Who is taller, males or females?

We will use plotly.express (a python library for creating graphs) to plot Height vs. Gender.

You can learn more about plotly.express at:
* https://plotly.com/python/plotly-express/
* https://www.geeksforgeeks.org/python-plotly-tutorial/

In [None]:
import plotly.express as px

fig = px.histogram(df, y='Height', color='Gender')
fig.show()

We are creating a histogram to see how many males and females there are of each height. The graph is not separated into male and female halves like the graph from CODAP, but we are using colors to differentiate between the genders. We can use [Facet plots](https://plotly.com/python/facet-plots/), figures made up of multiple subplots, to show the gender histograms side by side.

In [None]:
fig = px.histogram(df, y='Height', color='Gender', facet_col='Gender')
fig.show()

To get the mean height of each gender, we must first __filter__ the data by Gender.

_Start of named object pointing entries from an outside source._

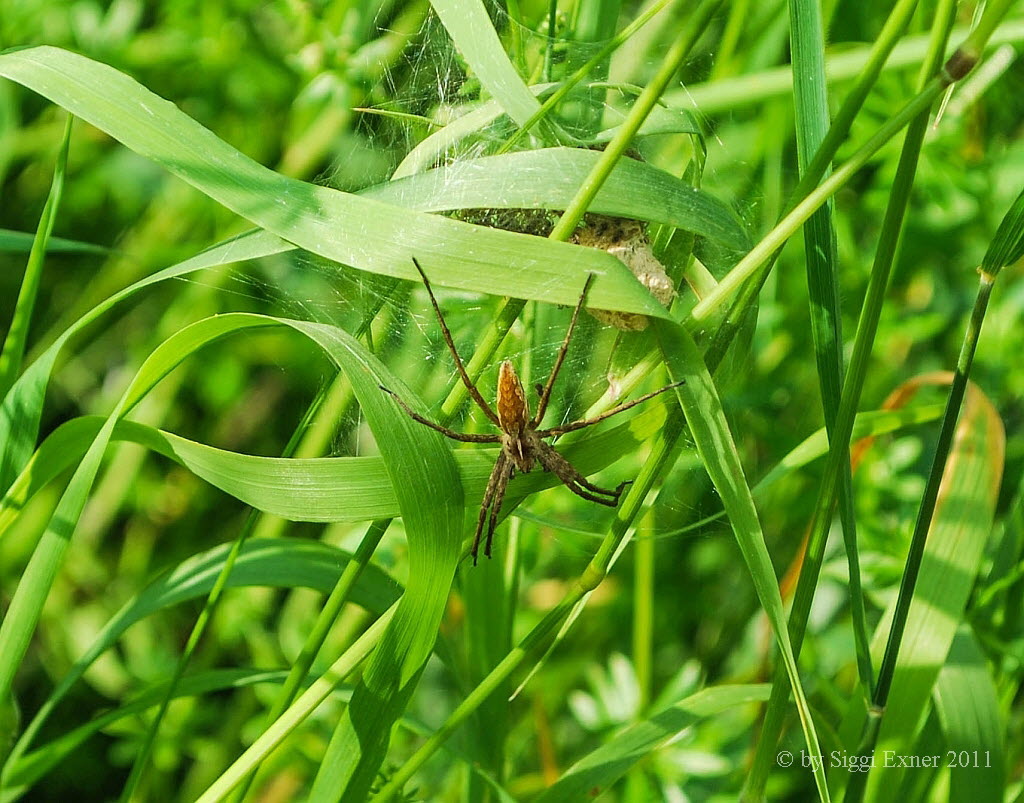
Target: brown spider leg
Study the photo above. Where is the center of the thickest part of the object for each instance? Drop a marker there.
(496, 507)
(546, 392)
(455, 353)
(463, 436)
(607, 414)
(572, 479)
(497, 483)
(590, 497)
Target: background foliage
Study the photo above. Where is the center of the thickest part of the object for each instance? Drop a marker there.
(662, 674)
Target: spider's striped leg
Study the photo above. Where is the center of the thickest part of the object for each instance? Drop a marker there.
(582, 480)
(499, 477)
(576, 489)
(465, 437)
(545, 390)
(496, 506)
(551, 432)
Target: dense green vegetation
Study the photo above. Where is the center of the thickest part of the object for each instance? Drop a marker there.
(232, 567)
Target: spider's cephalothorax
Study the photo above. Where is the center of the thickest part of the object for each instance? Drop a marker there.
(522, 444)
(513, 418)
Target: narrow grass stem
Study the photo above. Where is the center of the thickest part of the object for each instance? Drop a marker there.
(573, 80)
(787, 226)
(298, 711)
(641, 110)
(17, 333)
(838, 455)
(920, 538)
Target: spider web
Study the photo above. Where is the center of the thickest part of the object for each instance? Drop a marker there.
(427, 87)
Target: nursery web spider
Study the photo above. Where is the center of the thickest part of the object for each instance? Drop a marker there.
(522, 444)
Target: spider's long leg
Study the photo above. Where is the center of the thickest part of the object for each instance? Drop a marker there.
(455, 353)
(613, 502)
(546, 392)
(463, 436)
(607, 414)
(573, 480)
(496, 508)
(499, 476)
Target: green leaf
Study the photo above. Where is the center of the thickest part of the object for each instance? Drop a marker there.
(344, 489)
(365, 234)
(593, 774)
(714, 441)
(549, 178)
(968, 705)
(23, 406)
(952, 558)
(469, 26)
(274, 562)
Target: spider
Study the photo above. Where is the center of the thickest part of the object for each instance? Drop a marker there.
(522, 442)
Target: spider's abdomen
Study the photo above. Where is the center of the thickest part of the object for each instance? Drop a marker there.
(513, 412)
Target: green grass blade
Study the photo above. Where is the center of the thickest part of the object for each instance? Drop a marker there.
(968, 706)
(598, 770)
(270, 562)
(811, 112)
(346, 489)
(41, 761)
(20, 243)
(22, 407)
(425, 478)
(17, 333)
(367, 235)
(470, 29)
(951, 561)
(548, 178)
(717, 449)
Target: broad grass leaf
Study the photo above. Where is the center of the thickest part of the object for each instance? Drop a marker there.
(968, 706)
(338, 489)
(470, 28)
(271, 562)
(365, 234)
(550, 177)
(23, 406)
(715, 445)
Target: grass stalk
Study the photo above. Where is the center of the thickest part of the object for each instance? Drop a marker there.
(17, 335)
(536, 641)
(1007, 247)
(853, 384)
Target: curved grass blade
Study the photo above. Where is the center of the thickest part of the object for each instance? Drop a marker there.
(17, 333)
(346, 489)
(549, 178)
(968, 706)
(431, 507)
(365, 234)
(469, 26)
(20, 243)
(270, 562)
(595, 773)
(717, 449)
(22, 407)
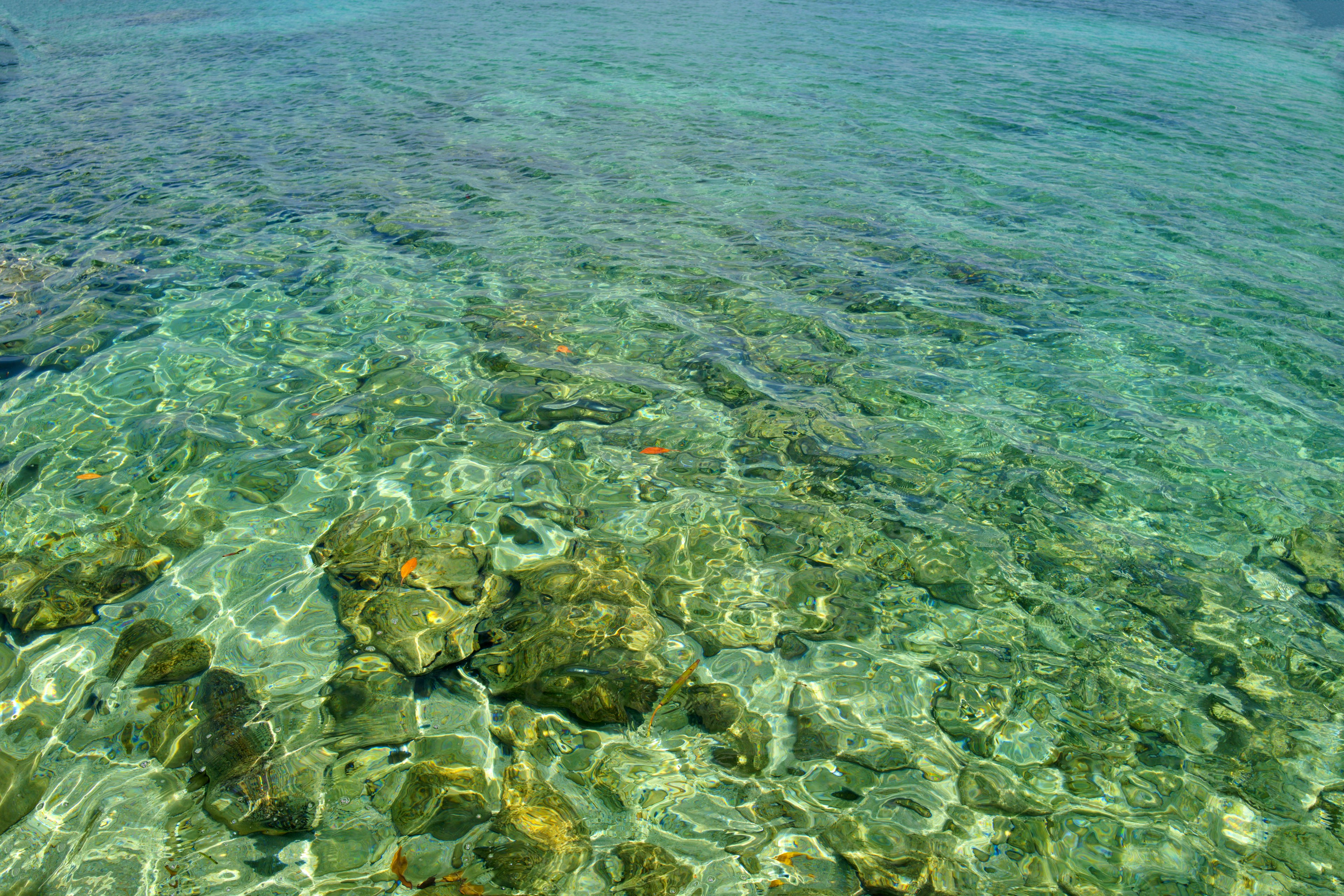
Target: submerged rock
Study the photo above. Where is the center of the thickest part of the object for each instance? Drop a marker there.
(894, 863)
(254, 786)
(546, 838)
(577, 637)
(650, 871)
(369, 703)
(722, 713)
(21, 788)
(175, 662)
(990, 789)
(443, 801)
(171, 734)
(1318, 550)
(41, 592)
(136, 637)
(823, 734)
(424, 618)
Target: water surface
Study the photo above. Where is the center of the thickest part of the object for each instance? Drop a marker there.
(995, 351)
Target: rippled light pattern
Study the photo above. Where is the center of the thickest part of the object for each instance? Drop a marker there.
(397, 398)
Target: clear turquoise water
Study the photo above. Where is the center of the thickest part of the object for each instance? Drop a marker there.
(998, 350)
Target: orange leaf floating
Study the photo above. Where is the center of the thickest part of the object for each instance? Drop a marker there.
(677, 686)
(398, 868)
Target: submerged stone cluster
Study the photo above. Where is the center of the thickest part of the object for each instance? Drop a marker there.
(928, 665)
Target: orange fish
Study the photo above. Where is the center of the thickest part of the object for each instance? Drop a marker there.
(398, 868)
(677, 686)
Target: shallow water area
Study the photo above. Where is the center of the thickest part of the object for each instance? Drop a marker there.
(398, 398)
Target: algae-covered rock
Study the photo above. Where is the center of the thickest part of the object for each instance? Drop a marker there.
(990, 789)
(546, 838)
(1310, 854)
(648, 870)
(443, 801)
(175, 662)
(823, 735)
(21, 788)
(132, 641)
(369, 703)
(406, 391)
(722, 713)
(580, 636)
(41, 592)
(894, 863)
(171, 734)
(1318, 550)
(254, 785)
(421, 614)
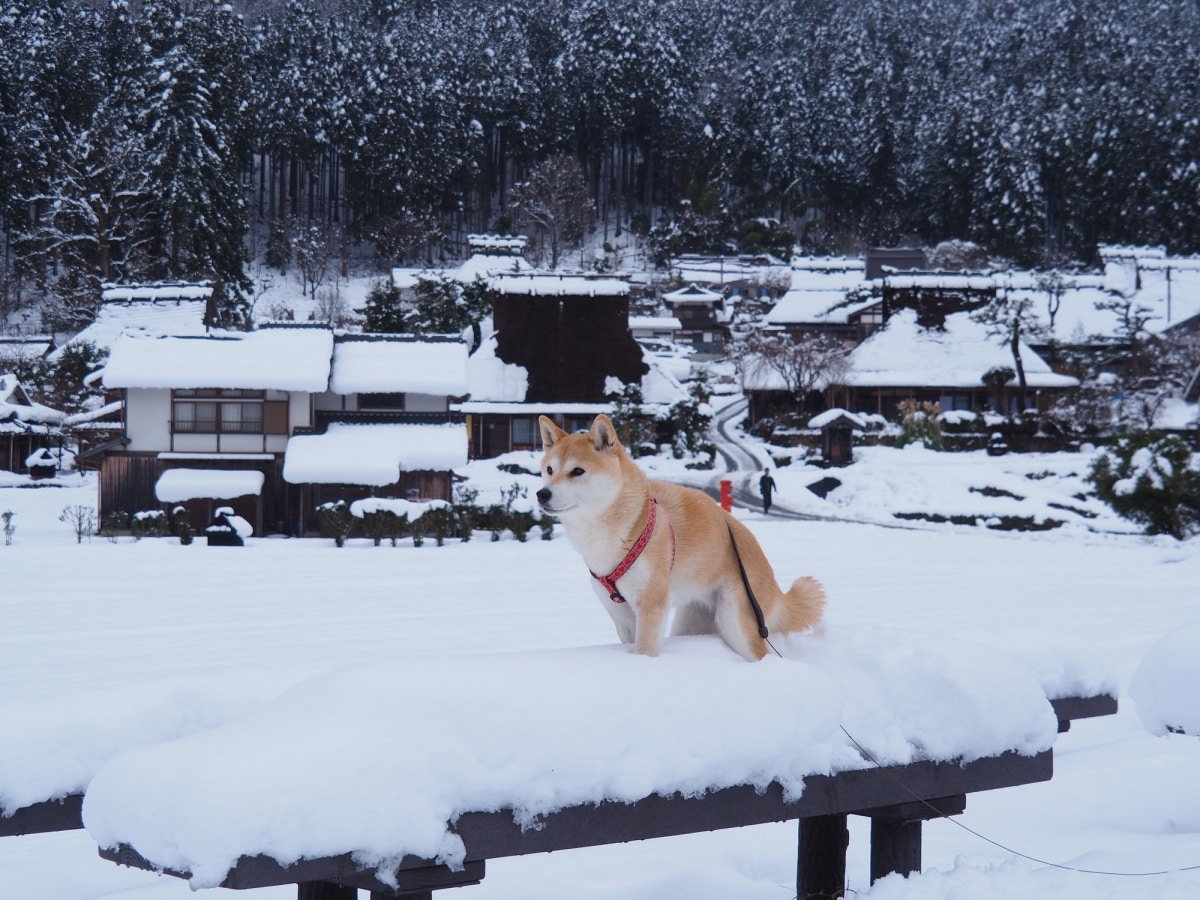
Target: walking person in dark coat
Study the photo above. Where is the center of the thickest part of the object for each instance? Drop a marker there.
(766, 485)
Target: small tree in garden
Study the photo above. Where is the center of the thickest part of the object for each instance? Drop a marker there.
(919, 424)
(181, 525)
(81, 519)
(997, 378)
(634, 425)
(336, 521)
(1151, 480)
(466, 514)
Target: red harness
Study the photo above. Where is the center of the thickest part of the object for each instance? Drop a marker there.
(610, 581)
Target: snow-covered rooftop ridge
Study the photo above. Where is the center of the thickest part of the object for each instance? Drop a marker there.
(904, 353)
(832, 415)
(16, 403)
(373, 455)
(280, 358)
(184, 484)
(387, 364)
(159, 291)
(549, 285)
(693, 293)
(829, 264)
(199, 803)
(509, 243)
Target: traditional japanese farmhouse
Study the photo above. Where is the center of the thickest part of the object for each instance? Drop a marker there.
(28, 430)
(273, 423)
(562, 347)
(701, 315)
(945, 365)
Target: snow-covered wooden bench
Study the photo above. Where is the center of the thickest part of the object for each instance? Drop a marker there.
(405, 778)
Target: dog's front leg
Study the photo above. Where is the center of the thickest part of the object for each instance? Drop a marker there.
(652, 619)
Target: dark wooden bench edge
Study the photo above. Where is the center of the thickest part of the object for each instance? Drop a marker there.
(490, 835)
(64, 814)
(1071, 708)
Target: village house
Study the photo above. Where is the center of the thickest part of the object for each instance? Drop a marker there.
(702, 317)
(28, 430)
(273, 423)
(559, 346)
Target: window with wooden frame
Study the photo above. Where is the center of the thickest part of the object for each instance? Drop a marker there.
(211, 411)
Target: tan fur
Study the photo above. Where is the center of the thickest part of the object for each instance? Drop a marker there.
(601, 497)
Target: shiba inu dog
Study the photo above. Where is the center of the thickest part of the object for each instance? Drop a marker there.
(654, 547)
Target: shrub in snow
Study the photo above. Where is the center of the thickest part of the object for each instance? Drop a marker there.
(1151, 480)
(437, 520)
(81, 519)
(115, 522)
(149, 523)
(466, 513)
(384, 523)
(919, 424)
(336, 521)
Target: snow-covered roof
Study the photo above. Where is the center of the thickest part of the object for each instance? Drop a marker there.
(291, 359)
(541, 285)
(27, 347)
(798, 306)
(372, 454)
(180, 485)
(490, 378)
(904, 353)
(832, 415)
(654, 323)
(511, 244)
(385, 365)
(486, 407)
(484, 265)
(148, 316)
(693, 294)
(156, 292)
(16, 406)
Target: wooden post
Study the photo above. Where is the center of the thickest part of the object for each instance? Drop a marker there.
(821, 867)
(324, 891)
(895, 846)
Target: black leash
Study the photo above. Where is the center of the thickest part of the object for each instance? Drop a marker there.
(754, 601)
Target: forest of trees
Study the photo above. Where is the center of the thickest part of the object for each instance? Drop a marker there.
(177, 138)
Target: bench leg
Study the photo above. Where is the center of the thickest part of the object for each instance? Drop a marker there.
(895, 847)
(821, 867)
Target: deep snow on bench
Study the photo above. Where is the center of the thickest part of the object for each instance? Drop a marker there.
(379, 760)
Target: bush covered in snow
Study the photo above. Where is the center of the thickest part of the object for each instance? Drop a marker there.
(1151, 480)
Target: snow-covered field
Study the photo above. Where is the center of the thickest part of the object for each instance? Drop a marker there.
(91, 634)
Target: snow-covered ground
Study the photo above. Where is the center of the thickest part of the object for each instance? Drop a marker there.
(95, 635)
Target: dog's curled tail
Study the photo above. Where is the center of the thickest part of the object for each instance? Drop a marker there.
(802, 607)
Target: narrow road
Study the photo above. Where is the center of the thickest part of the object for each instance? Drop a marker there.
(743, 461)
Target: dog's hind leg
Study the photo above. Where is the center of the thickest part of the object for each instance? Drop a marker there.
(694, 619)
(737, 627)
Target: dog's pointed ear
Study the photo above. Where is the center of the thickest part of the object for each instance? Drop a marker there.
(550, 432)
(604, 435)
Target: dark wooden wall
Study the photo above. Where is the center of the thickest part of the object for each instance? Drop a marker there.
(568, 345)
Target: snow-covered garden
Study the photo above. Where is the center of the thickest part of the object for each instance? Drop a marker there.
(109, 646)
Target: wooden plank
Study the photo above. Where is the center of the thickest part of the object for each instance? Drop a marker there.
(324, 891)
(490, 835)
(1071, 708)
(60, 815)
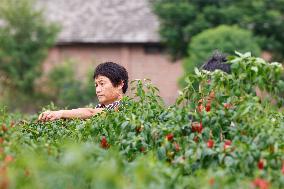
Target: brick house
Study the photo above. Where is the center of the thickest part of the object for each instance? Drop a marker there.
(122, 31)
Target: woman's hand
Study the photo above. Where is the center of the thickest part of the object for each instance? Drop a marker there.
(50, 115)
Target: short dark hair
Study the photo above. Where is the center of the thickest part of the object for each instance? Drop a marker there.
(217, 61)
(115, 72)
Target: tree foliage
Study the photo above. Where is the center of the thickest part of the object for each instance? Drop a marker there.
(182, 19)
(238, 143)
(25, 37)
(226, 39)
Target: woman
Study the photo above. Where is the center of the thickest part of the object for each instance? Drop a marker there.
(111, 82)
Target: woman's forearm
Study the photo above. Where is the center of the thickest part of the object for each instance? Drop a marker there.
(81, 113)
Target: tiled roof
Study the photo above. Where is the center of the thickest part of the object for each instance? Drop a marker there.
(103, 21)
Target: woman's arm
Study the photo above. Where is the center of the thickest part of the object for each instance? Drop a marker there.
(81, 113)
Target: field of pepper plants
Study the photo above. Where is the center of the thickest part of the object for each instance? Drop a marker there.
(219, 134)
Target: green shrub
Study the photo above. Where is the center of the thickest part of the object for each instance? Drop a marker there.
(153, 146)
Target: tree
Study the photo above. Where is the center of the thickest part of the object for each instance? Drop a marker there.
(25, 37)
(182, 19)
(226, 39)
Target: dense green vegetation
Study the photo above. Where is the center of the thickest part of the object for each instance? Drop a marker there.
(217, 135)
(183, 19)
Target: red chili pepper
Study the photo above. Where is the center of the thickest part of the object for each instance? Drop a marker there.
(197, 127)
(4, 128)
(177, 147)
(260, 183)
(208, 108)
(227, 144)
(260, 164)
(210, 143)
(170, 137)
(104, 143)
(227, 105)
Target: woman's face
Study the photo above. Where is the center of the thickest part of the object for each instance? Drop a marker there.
(106, 92)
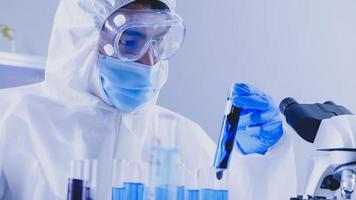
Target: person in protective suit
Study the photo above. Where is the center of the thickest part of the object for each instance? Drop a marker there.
(107, 62)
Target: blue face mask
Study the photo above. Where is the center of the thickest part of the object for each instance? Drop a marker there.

We will learn to do this in a bit...

### 3.3 Making the Question More Specific

__Filter__ the data set to only consider 10 year olds.

In [None]:
age_10 = df[df['Age'] == 10]  # create a new dataframe that only contains rows of df where Age==10
age_10.head()

In [None]:
fig = px.histogram(age_10, y='Height', color='Gender', facet_col='Gender')
fig.show()

We can change the number of "bins" to get more detail.

In [None]:
fig = px.histogram(age_10, y='Height', color='Gender', facet_col='Gender', nbins=35)
fig.show()

We can __filter__ the age_10 data set into males and females if we want to look at the average heights.

In [None]:
age_10_males = age_10[age_10['Gender']=='Male']
age_10_males.describe()  # mean height is 143.17

In [None]:
age_10_females = age_10[age_10['Gender']=='Female']
age_10_females.describe()  # mean height is 146.83

Now we can create data subsets for 11, 12, 15, and 17 year olds. But we will learn to _group_ data in Chapter 5 (800 Children and Teens, part two) so we do not have to do this manually.